We are all Polar bears
A while back I heard on a radio newscast that photographs from space of the Canadian Arctic show that the northwest passage was cleared of ice and open to navigation this summer. This is the first time it’s been open in millenia. A political commentator explained that we can expect increased tension between contending powers, the U.S., Russia and Canada, over the rights to use it. This was followed by a brief clip from an American scientist explaining that models of climate change indicated that this was going to happen, but not for another 30 years.
Think about that last little piece of information. If the arctic melt is 30 years ahead of schedule what does that do for other climate change predictions? What if the rise of the oceans is 30 years ahead of schedule? What if the conversion of the Amazon rain forest into savannah is 30 years ahead of schedule? What impact will 30 years ahead of schedule have on our own survival? Think of the Caribbean hurricanes, which are devastating an entire region each year and the enormous Thames Estuary tide barriers. They were expected to be used once or twice a year, and are now being used once or twice a month. Think of food production.
Ultimately, we’re all Polar bears. We are all clan animals. Human beings no longer fight over hunting territories, but we still kill each other over religious thoughts, national flags and urban perimeters. And like any clan animal, we have a very hard time thinking outside the clan box. I see it around the table at Ottawa City Council every day. Ottawa’s Mayor acts as if the principal problem the city faces is how to reduce staff. It makes perfect sense to him, after all, he made millions running a temp agency which was all about getting non-unionized labour to take the place of unionized labour. The melt of the polar ice cap is of no interest to him.
I don’t blame him or anyone for that matter. Before I was elected if you had told me Polar bears were starving because the ice had become too thin to hunt on, I would have related to that little factoid about as much as reports of the Yangtze River Dolphin becoming extinct. River dolphins in China and Polar bears in the Arctic were just too far away to get my knickers in a twist. I would have responded that it is sad but what can you do? Species come and species go. Unfortunately, there is a very great difference between a species being hunted to extinction, and one disappearing from eco-system change.
The ten years since I was first elected feels like a lifetime ago, yet it’s no more than a heart beat in the life of the planet. But in that short beat, I’ve watched unrelenting climate change descend on Ottawa. My city is much more protected than most. It’s in a temperate, continental clime, far from rising tides, the storms and droughts of the south and the ozone hole of the Arctic at the confluence of three large rivers. We had a delightful summer, not too hot and not too cold with generous rain. But the trend lines are not reassuring.

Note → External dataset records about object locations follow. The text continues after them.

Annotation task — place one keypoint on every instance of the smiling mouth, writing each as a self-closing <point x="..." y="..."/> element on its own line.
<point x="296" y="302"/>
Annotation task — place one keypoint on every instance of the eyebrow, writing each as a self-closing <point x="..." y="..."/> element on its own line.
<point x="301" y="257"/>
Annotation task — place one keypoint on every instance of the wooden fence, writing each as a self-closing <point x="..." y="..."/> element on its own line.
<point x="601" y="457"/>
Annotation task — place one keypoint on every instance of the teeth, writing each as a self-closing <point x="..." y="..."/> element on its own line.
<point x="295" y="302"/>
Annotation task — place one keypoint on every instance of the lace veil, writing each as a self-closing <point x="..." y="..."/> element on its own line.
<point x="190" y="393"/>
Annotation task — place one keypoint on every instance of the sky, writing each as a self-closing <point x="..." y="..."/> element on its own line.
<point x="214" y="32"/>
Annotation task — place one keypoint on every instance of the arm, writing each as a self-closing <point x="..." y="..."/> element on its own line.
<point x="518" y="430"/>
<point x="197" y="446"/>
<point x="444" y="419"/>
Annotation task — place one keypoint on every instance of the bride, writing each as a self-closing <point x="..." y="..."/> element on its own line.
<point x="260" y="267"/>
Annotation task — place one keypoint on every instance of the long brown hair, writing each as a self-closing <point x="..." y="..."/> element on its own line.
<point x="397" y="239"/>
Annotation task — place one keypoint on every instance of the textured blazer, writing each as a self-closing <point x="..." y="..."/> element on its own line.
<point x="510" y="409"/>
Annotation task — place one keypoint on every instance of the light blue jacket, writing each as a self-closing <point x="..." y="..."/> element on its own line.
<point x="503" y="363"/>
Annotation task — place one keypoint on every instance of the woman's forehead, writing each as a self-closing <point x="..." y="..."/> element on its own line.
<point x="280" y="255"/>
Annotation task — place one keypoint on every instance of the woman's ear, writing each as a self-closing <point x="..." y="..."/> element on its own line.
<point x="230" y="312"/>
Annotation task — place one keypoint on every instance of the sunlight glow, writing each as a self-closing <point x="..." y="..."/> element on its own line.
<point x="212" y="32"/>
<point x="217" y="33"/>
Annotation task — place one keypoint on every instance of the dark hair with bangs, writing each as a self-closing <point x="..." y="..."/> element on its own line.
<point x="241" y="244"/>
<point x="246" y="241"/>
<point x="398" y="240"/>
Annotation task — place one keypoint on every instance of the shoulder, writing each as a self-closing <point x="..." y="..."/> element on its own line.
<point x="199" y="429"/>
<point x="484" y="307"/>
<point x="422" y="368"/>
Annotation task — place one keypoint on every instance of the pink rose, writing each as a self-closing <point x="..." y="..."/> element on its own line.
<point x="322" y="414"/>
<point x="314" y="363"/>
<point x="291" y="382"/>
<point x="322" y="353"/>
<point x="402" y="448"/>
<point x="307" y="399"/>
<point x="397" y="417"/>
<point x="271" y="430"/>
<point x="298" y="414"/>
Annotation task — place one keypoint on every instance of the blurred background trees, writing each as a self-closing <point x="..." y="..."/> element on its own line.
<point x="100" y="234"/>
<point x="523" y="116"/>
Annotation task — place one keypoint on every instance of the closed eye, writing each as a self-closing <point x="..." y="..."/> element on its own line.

Each year is warmer than the last. Winter rain storms and sudden thaws have become as frequent as snow storms and deep freezes. Last winter didn’t arrive until January 15. The Rideau Canal, which transforms into a seven kilometre skating rink, only froze for two weeks. In the previous winter the weather jacked around like a yo-yo with mid-season rain storms. No, the trend lines are not good. So the Polar bear is often on my mind. The bear has become a kind of shorthand in my mind for what’s going wrong.
But it’s got to be as distant for my compatriots as the Yangtze dolphin must have been for the Chinese. Why else would we elect a Prime Minister who subsidizes the most polluting form of energy generation known, the Alberta Tar Sands with an accelerated capital cost allowance? And then bring out a rebate for Mom and Pop for buying a small car? This belongs to the old and very successful electoral game of ‘everyone gets what they want’ and ‘no one gets what they need’.
Writing this little essay is largely an exercise in vanity because the folks who elect the various 'oilocracies' which govern Canada and the planet won’t read it. They listen to sound-bites on ‘talk’ radio, watch two-minute ‘news’ clips on T.V., glance at the headlines. All of this conjoins to confound, the way white noise in a café does. Everyone is aware of the noise but no-one’s quite sure what it means. The only way to break through these waves of white noise is to have a simplistic message and a powerful political party behind you. None of which most people have. So life goes on as it always has.
It’s better not to think about the disappearance of the Yangtze River dolphin or the decline of the Polar bear. What’s the point? But like it or not, at the end of the day, we are related. To continue, the Polar bear has to fill his/her stomach and so does the human. We can’t eat Ipods. Like the Polar bear we depend on the bounty of earth and sea, and some constancy in the climate. Our fates and lives are intertwined.